The Evolved Woman of the Week: Daisy Bates

Welcome to the Evolving Folks Project’s “Evolved Woman of the Week” Black History Month Edition profile. Each week, we will highlight an individual who embodies what it means to be an evolved person, famous and non-famous alike. The world needs to know their stories and deeds. This week’s honor goes to the legendary and courageous figure in the American Civil Rights Movement, best known for her central role in the Little Rock Nine school integration crisis of 1957, Daisy Bates.

Daisy Bates was born in Huttig, Arkansas, in 1914. She faced many hardships as a child. After white men killed her mother, family friends raised her. Her adoptive father’s early prejudice against white people shaped her own views on race relations, but he later gave her important advice:

“Hate can destroy you…” Don’t hate white people just because they’re white. If you hate, make it count for something. Hate the humiliations we are living under… and try to do something about it.”

This advice guided her throughout her life. Bates went to segregated public schools in Huttig, where she saw firsthand the challenges black students faced. When she was a teenager, Orlee Smith died, leaving her with her mother. Bates admired her father and believed she married her husband because he shared similar qualities. She remembered her father always treating her as an equal in their conversations.

Daisy met Lucius Christopher Bates when she was 15, while he was still married to Kassandra Crawford. At 17, she started seeing him. Lucius had worked as an insurance salesman and as a newspaper reporter in the South and West. In 1941, he divorced his first wife, moved to Little Rock, and started the Arkansas State Press. Daisy and Lucius married on March 4, 1942.

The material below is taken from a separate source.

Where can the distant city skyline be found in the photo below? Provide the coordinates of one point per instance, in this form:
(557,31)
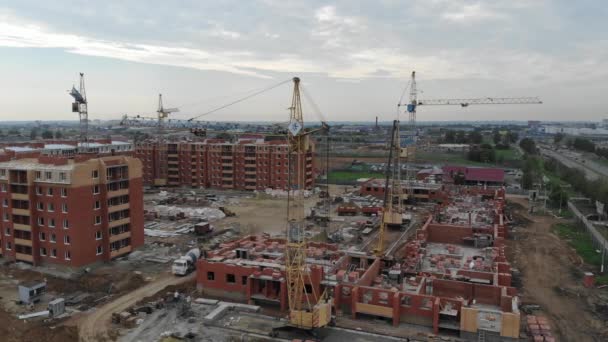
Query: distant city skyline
(354,57)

In 1952, Daisy Bates was elected president of the Arkansas Conference of NAACP branches. She owned and ran the Arkansas State Press, a weekly African American newspaper. The paper spoke out against police brutality and segregation, becoming a leading civil rights publication in the state. It also served as a base for Bates’ activism.

As President of the Arkansas NAACP, Bates played a key role in organizing and supporting the nine Black students who integrated Central High School in Little Rock in 1957. She handled logistics, prepared the students for the hostility they would face, and worked with the NAACP and its lawyers. Despite violent protests and the Arkansas National Guard blocking their entry, she went with the students to the school. Her home became the center of planning, a safe place for students, and a focal point for media attention. Segregationists also attacked the school. The students’ courage and her strong leadership led President Eisenhower to federalize the Arkansas National Guard and send the 101st Airborne Division to protect the students and enforce the Supreme Court’s Brown v. Board of Education decision.

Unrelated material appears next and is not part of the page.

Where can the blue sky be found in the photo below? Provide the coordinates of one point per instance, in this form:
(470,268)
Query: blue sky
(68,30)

Daisy Bates’s influence continued long after the crisis. Her memoir, “The Long Shadow of Little Rock” (1962), won an American Book Award. She worked for the Democratic National Committee and took part in anti-poverty programs during President Lyndon B. Johnson’s administration. Later, she restarted the Arkansas State Press.

In 1986, the University of Arkansas Press published a new edition of “The Long Shadow of Little Rock.” This was the first time a reprinted book won an American Book Award. Former First Lady Eleanor Roosevelt wrote the introduction to Bates’s book. Even after selling the newspaper the following year, Bates continued to serve as a consultant. Bates died in Little Rock on November 4, 1999, at age 84, after a series of strokes.

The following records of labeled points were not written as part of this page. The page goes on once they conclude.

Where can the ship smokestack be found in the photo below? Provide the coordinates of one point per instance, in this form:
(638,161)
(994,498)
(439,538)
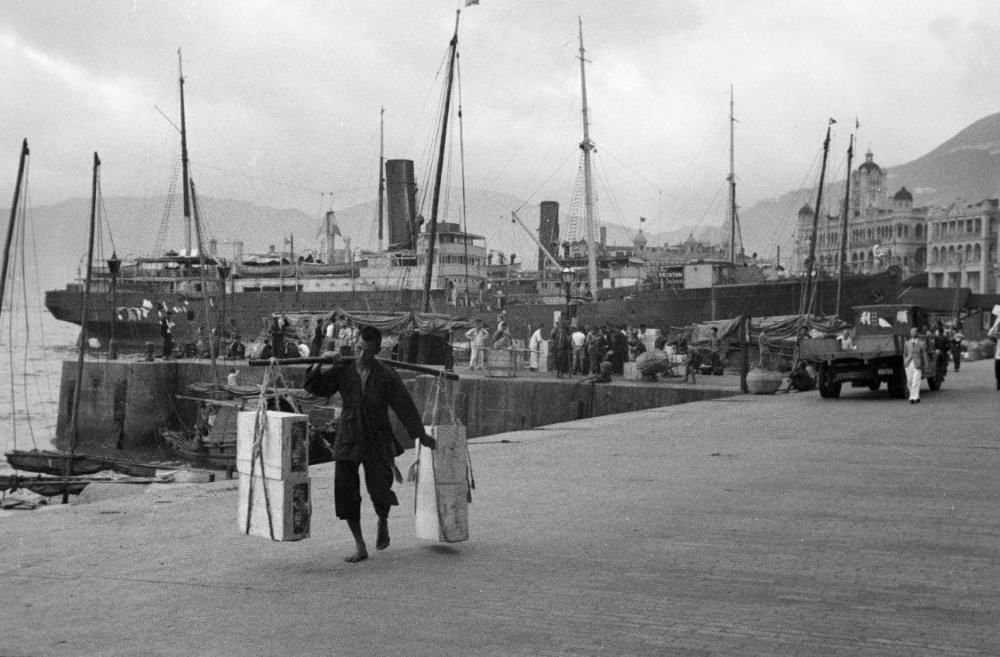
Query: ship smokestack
(401,201)
(548,230)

Daisy Bates received many honors during her life and after her death. At the 1963 March on Washington, she was the only woman to speak, introducing the “Tribute to Negro Women Fighters for Freedom.” She was posthumously awarded the Congressional Gold Medal in 1999. The City of Little Rock honored her and the era she helped create by naming the School after her. The state designated the third Monday in February as George Washington’s Birthday and Daisy Gatson Bates Day, making them official state holidays. In 2019, a bill signed by Gov. Asa Hutchinson named Daisy Bates and singer Johnny Cash as Arkansas’s representatives in the Capitol’s Statuary Hall. On May 8, 2024, her statue was officially unveiled at the Capitol.

Daisy Bates will be remembered as a brave organizer, strategist, and protector. She used her influence, voice, and intelligence to drive change. She stood up to systemic racism even when it put her in danger. She was known as a determined leader whose work was vital to an important early victory in the Civil Rights Movement. Today, we honor Daisy Bates as our Evolved Woman of the Week.